Galaxies collide due to gravatational entanglement, same as more solid objects, as well as simple trajectory bringing them close enough to interact. Andromeda and the Milky Way are likely to collide, or possibly graze close enough for some interaction, sometime in the 2-5 billion year range (opinions vary), so we're going to get a close view of such a thing.
Once two galaxies start to interact, much less outright collide, it does cause stars to shift in their galactic orbits. Perfect spirals become elongated spirals, or the galactic disk warps. A tail of stars begins to form between them as stars, disrupted in their orbits, follow new paths that can lead to stars orbiting a new galaxy, or perhaps thrown off into space all together. This 'tidal tail' is a good clue that a galaxy is currently, or recently has undergone either collision or interaction.

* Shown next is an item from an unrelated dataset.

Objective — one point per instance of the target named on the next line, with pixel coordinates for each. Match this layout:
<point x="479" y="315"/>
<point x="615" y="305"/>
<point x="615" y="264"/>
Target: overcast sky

Once the interaction gets closer, the actual collision, it tends to get very bright. The interstellar gas of both galaxies merge with each other, but with differential speeds, which creates eddies and in turn triggers star formation. Actively colliding galaxies are bright with new stars. Interactions with the stars of both galaxies is complex and can definitely throw stars into new orbital trajectories, if not sling-shot right out of the merging galaxies all together.
The form the newly merged galaxies take depends a lot on the sizes of the encountering galaxies and the differential thereof. Dwarf galaxies interacting with large spirals may not do much to the spiral, but two spirals of equivalent size interacting should cause massive disruption of both.
Sometimes a merger is not fully accomplished on the first pass, and a much reduced core of one of the galaxies will emerge from the other side (presumably with the black hole intact), which may continue onwards, or may not escape interaction and circle back for another go some time later. The Omega Centauri cluster, presumed to be in orbit around the Milky Way, just might be such a remnant.
As for the black-holes current models suggest that at least their first contact is likely to cause one of them to recoil as differential rotation is translated into angular velocity, which should cause gravity waves and definitely cause an X-ray flare that should be visible to the right instruments. Mergers of such supermassive black holes are thought to occur, though I don't recall what that would look like to observatories here on Earth.